Flesh-eating bacteria in Florida waters: Three things you need to know
After two more cases of flesh-eating bacteria infections were reported from Florida waters recently, Tampa Bay area physicians are warning residents and visitors to be careful swimming in brackish water or eating uncooked seafood.
A 77-year-old woman from Ellenton was infected by flesh-eating bacteria and died nearly two weeks after she fell and scraped her leg while walking on Anna Maria Island. The case came just weeks after the mother of a 12-year-old Indiana girl wrote on Facebook that she believes her daughter contracted the same infection during a trip to Destin in early June.
"Necrotizing fasciitis" is an infection caused by bacteria that stops blood circulation and causes tissue to die and skin to decay. The infection is somewhat rare, and can come from different strains of bacteria, doctors say. But it's called "flesh-eating" because the infection is so rapidly progressing.
Here's what you need to know about it:
Q: What are my chances of catching it if I go in the water?
It's the elderly, children and people with compromised immune systems or issues like liver disease who are more susceptible to the infection—if they have open wounds or lesions. People in these categories should avoid going in warm saltwater or brackish water, hot tubs and swimming pools. They also should avoid eating raw seafood, like crab, oysters or sushi.
But the easiest way to avoid contracting the infection is to wash your hands regularly.
Q: How seriously should I take this?
A: Even with treatment, one in three patients die from necrotizing fasciitis, according to the U.S. Centers for Disease Control and Prevention. Since 2010, the agency estimates between 700 and 1,200 people a year have contracted the infection in the United States. But cases have gone up in the last year in Florida, local physicians said.
The infection destroys the skin and tissue that covers the muscle within 12 to 24 hours, and the bacteria releases toxins into the tissue over time, causing it to die and decay. It can be quite painful, so doctors recommend seeking treatment as soon as possible if you don't feel well.
Usually, swelling occurs right away and blisters can form over the wound site. Those blisters will turn black and blue over time as tissue and skin begins to die.

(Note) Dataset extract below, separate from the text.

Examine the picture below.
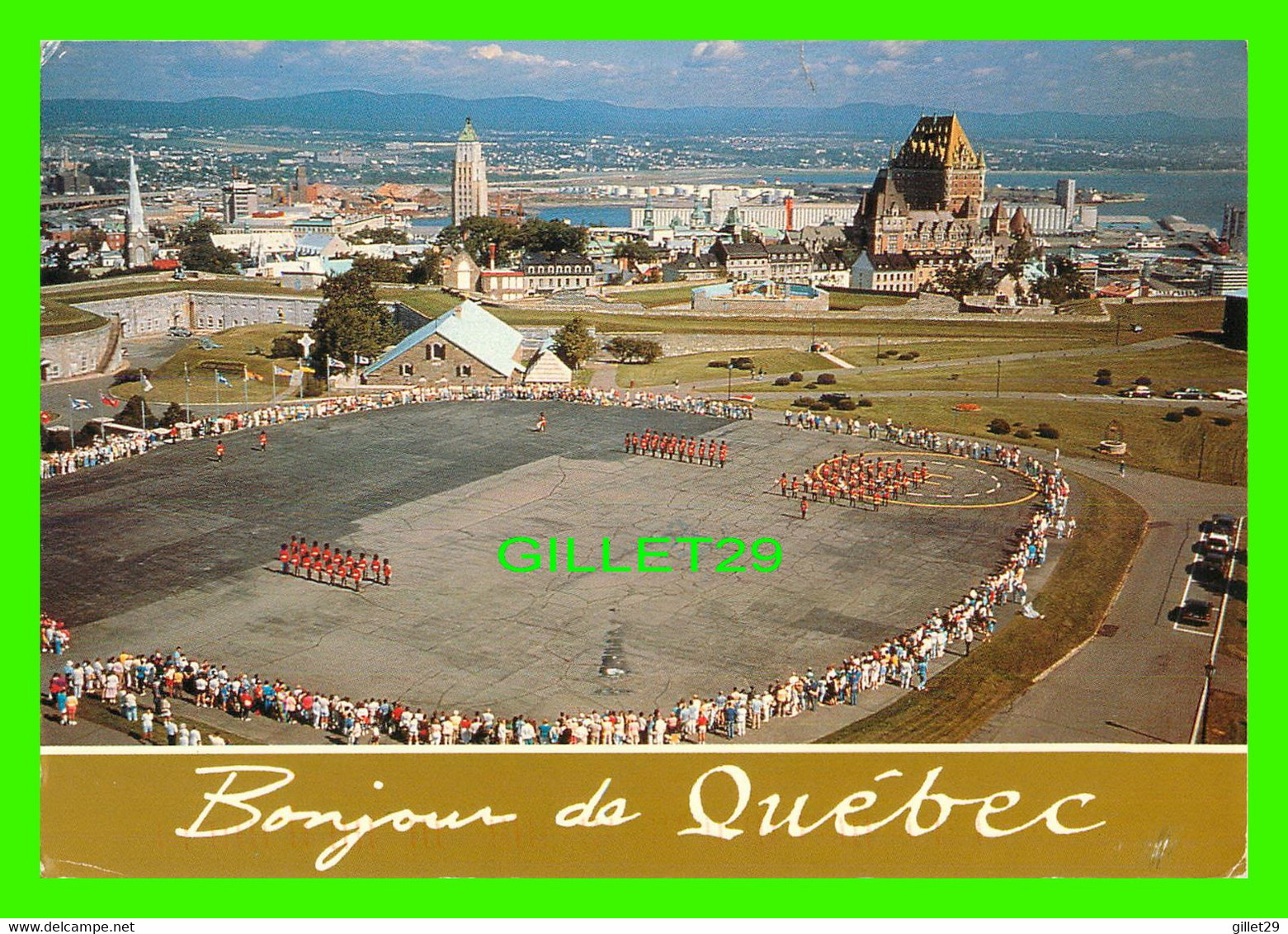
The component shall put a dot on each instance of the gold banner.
(902, 812)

Those who have the infection will feel flu-like symptoms of fever, dizziness and cold sweats right away. Severe complications are common, like sepsis, shock and organ failure.
Recovering from necrotizing fasciitis depends on how fast the infection is caught and treated by medical professionals. Multiple surgeries are fairly common to remove infected tissue, as are long courses of potent antibiotics.
Q: How do you catch it?
A: In April, there were two cases of necrotizing fasciitis in Tampa Bay reported in men who spent time on the water. Mike Walton was fishing in the Gulf of Mexico over Easter weekend when he contracted it through a cut on his hand from a fish hook. He was treated at Tampa General Hospital. Barry Briggs developed an infection during a boating trip to Weedon Island. It wasn't until he returned home to Ohio that he began experiencing symptoms, and nearly lost his foot to the aggressive bacteria.
But both of those cases came from the group "A Streptococcus" bacteria, the same bacteria that causes strep throat, and which is generally considered the most common cause of necrotizing fasciitis, according to the CDC. That means you don't necessarily have to go into the water with an open cut to catch it. You can just be unlucky.
In Florida, physicians generally see strep A bacteria infections peak from winter through spring. The type of bacteria most commonly contracted through warm water, like in the Gulf of Mexico, is usually seen this time of the year and throughout hurricane season.